ABSTRACT

This chapter presents a multimodal critical discourse analysis of data drawn from the websites, social media and digital outreach of six transnational LGBTQ rights organizations. I interrogate the seemingly positive nature of this discourse (which until recently has received relatively little critical sociolinguistic analysis) and build upon the previous chapter’s description of affective legitimation by identifying three further discursive strategies operating in the discourse of transnational advocacy: audience design, materialization and mobilization, and scalar work. The institutional communication of LGBTQ advocacy organizations increasingly serves as guidance for how and why pride matters, and the means by which LGBTQ equality can be achieved.
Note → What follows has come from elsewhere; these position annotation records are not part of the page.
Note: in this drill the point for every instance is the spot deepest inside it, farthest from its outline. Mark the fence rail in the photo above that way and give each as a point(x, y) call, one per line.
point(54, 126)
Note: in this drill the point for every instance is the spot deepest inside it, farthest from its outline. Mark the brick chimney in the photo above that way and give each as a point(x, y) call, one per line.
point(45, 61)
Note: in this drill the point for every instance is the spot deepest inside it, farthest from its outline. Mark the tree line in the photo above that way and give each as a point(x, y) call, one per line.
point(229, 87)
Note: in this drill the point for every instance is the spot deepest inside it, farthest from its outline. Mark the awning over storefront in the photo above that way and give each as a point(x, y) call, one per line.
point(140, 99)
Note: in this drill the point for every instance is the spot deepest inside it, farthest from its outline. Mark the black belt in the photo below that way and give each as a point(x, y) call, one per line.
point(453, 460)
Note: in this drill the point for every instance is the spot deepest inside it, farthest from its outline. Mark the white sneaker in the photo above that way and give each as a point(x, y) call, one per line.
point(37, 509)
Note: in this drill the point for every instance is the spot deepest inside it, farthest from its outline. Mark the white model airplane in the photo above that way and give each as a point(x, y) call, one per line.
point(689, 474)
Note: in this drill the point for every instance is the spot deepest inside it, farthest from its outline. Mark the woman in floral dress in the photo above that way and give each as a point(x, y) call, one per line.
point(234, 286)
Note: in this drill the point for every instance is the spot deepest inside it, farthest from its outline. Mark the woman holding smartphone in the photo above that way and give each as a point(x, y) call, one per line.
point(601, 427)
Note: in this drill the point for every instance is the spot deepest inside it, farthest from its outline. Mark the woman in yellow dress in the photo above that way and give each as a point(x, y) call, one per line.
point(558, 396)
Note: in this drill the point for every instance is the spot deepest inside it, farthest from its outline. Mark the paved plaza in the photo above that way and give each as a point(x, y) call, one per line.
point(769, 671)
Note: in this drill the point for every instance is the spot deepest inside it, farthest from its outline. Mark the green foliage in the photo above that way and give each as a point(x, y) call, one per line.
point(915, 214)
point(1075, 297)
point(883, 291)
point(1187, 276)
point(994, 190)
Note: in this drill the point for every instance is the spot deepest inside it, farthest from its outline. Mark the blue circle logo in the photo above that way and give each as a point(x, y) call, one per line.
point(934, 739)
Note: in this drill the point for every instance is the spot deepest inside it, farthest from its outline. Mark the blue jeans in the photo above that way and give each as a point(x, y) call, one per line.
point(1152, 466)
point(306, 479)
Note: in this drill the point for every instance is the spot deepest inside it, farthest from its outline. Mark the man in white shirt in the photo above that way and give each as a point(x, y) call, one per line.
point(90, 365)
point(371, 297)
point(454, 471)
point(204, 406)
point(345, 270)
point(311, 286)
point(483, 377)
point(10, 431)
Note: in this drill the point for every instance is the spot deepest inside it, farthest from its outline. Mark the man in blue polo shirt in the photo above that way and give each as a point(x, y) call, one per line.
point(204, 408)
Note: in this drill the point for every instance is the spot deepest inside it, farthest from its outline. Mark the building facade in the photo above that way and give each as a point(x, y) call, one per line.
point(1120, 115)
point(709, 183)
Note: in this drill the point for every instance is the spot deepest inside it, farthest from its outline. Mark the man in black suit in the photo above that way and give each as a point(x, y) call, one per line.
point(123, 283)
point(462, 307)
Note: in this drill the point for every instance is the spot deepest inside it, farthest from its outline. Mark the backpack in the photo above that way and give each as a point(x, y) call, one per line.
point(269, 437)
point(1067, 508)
Although there is much to laud in this discourse, I demonstrate how LGBTQ advocacy institutions working toward sociopolitical change around the world can peripheralize the very communities they mean to support. This is because the styles, stances and mediatized, materialized expression of Western allyship and individual LGBTQ identity are foregrounded in narcissistic and corporatized expressions of cosmopolitan solidarity (cf. Chouliaraki 2013). All in all, although these organizations praise the transformational power of love, they also obliquely undermine it; ‘thingifying’ love, and other defiant, joyful affects, as well as the condition of equality itself. Such are the imperfect scales of progress they build. It is thus important to take note of what is absent, mitigated or otherwise lost in the sloganized discourse of progress LGBTQ rights organizations build, asking: who truly progresses via these scales of solidarity?